You don't need to add anything to fox farm ocean forest. Everything you want to add that you should is already in it and the ph is what you need. I grow in straight ocean forest and my plants are the best I have ever grown.  Your plants shouldn't need anything else for a couple of months. Then in flowering I add bat guano and other flowering ferts.


----------



## bombbudpuffa (Jun 5, 2007)

Try this-http://www.sungro.com/products_displayRetailProduct.php?product_id=19&brand_id=8 I use the container mix and these soils already have lime added so no ph probs plus they don't cost an arm and leg. MG Organic is great soil you just have to add a ph buffer. Hope this helps!


----------



## allgrownup (Jun 5, 2007)

My potted soil org plants are in MG Organic no nute soil.

I just add tea.  I mix castings and emulsion.  I have one plant w/black strapp molasses.  i let the sprinklers get them in the am just slightly and then i waterthem every 4-5 days with the tea.

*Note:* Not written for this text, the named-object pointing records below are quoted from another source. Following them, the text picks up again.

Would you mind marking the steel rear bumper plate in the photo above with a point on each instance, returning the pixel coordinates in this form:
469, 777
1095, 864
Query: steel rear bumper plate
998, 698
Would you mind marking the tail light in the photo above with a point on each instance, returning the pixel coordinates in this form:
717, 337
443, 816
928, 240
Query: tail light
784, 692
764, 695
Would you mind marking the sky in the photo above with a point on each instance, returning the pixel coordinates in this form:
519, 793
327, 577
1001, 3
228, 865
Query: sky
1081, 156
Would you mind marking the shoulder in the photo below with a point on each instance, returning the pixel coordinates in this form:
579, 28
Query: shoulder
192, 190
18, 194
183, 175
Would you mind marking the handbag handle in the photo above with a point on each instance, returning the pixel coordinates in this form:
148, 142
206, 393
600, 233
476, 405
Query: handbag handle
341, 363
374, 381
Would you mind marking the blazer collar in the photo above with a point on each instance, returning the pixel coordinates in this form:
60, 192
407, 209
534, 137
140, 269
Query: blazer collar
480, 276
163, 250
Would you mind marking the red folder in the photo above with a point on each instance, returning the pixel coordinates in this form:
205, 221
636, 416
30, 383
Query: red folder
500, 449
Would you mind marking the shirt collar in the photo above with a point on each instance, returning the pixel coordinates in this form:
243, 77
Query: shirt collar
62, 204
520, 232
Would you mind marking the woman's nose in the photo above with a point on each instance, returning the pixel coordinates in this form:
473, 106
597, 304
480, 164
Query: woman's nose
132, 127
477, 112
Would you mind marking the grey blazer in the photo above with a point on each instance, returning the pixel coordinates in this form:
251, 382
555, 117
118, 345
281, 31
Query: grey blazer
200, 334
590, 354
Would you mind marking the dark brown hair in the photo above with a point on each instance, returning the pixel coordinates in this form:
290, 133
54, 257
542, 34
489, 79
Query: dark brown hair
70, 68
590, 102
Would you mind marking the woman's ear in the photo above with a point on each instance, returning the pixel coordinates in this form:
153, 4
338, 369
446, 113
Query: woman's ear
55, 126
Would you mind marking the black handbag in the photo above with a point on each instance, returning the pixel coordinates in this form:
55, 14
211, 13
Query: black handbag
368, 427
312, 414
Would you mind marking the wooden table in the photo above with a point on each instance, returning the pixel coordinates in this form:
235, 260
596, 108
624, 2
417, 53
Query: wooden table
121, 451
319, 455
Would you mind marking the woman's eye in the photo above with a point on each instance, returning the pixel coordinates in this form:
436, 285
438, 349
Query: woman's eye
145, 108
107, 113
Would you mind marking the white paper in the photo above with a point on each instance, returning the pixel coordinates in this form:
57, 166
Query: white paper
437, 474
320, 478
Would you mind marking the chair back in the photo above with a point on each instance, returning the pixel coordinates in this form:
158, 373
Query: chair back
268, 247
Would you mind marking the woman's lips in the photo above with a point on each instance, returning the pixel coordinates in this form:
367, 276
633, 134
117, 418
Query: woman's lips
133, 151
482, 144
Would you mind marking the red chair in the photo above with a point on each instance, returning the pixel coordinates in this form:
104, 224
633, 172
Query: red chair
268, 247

they are very healthy...they are already flowering now

i have not seen any noticeable change in the plant i started feeding the molasses.....yet

anyway....the more complicated you make the process the harder its going to be for you to troubleshoot when your plant reacts poorly.  i would start with plain soil and add from their or start with nuted soil and add nothing or one thing at a time.

peace


----------



## bombbudpuffa (Jun 5, 2007)

Mine are in MG Organic too but at a ratio of 25%. I also have worm castings(25%) and Sunshine Container mix(50%). The Sunshine has added lime but the MG doesn't so I add a lil oyster shell flour for ph buffer. This also gives them calcium and magnesium, 2 of the most common deficiencies in indoor grows.


----------



## Gargmel (Jun 5, 2007)

fRIENDinDEED said:
			
		

> **i wanted to reuse the soil and each time add some PEACE OF MIND right before i reused, does that sound like a sound enough plan?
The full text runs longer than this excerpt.